Now that our models are trained, let's evaluate the learned embeddings!

We'll look at:
1. **Word Similarity**: Using cosine similarity
2. **t-SNE Visualization**: 2D visualization of embeddings
3. **Model Comparison**: Compare Skip-Gram vs CBOW

### 8.1 Word Similarity with Cosine Similarity

**Cosine similarity** measures the angle between two vectors:

$$\text{cosine}(\vec{u}, \vec{v}) = \frac{\vec{u} \cdot \vec{v}}{||\vec{u}|| \times ||\vec{v}||}$$

- **1.0**: Identical direction (most similar)
- **0.0**: Perpendicular (no similarity)
- **-1.0**: Opposite direction (least similar)

In [None]:
# ============================================
# 8.1 WORD SIMILARITY FUNCTIONS
# ============================================

def cosine_similarity(vec1, vec2):
    """
    Compute cosine similarity between two vectors.
    
    Args:
        vec1, vec2: Tensors of same shape
        
    Returns:
        Cosine similarity (float between -1 and 1)
    """
    dot_product = torch.dot(vec1, vec2)
    norm1 = torch.norm(vec1)
    norm2 = torch.norm(vec2)
    return (dot_product / (norm1 * norm2)).item()

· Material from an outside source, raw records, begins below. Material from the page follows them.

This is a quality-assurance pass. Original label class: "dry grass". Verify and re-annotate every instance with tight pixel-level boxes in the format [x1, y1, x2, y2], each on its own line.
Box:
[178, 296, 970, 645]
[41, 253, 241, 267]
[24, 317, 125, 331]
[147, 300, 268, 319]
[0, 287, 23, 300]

def find_similar_words(model, word, word_to_idx, idx_to_word, top_k=5):
    """
    Find the most similar words to a given word.
    
    Args:
        model: Trained Word2Vec model
        word: Word to find similar words for
        word_to_idx: Word to index mapping
        idx_to_word: Index to word mapping
        top_k: Number of similar words to return
        
    Returns:
        List of (word, similarity) tuples
    """
    if word not in word_to_idx:
        print(f"'{word}' not in vocabulary!")
        return []
    
    word_idx = word_to_idx[word]
    word_vec = model.get_word_embedding(word_idx)
    
    similarities = []
    
    for idx in range(len(idx_to_word)):
        if idx != word_idx:  # Skip the word itself
            other_vec = model.get_word_embedding(idx)
            sim = cosine_similarity(word_vec, other_vec)
            similarities.append((idx_to_word[idx], sim))
    
    # Sort by similarity (descending)
    similarities.sort(key=lambda x: -x[1])
    
    return similarities[:top_k]

# Test the similarity function
print("=" * 60)
print("TESTING COSINE SIMILARITY")
print("=" * 60)
print()

# Get embeddings for cat and dog
cat_vec = skipgram_ns.get_word_embedding(word_to_idx["cat"])
dog_vec = skipgram_ns.get_word_embedding(word_to_idx["dog"])
the_vec = skipgram_ns.get_word_embedding(word_to_idx["the"])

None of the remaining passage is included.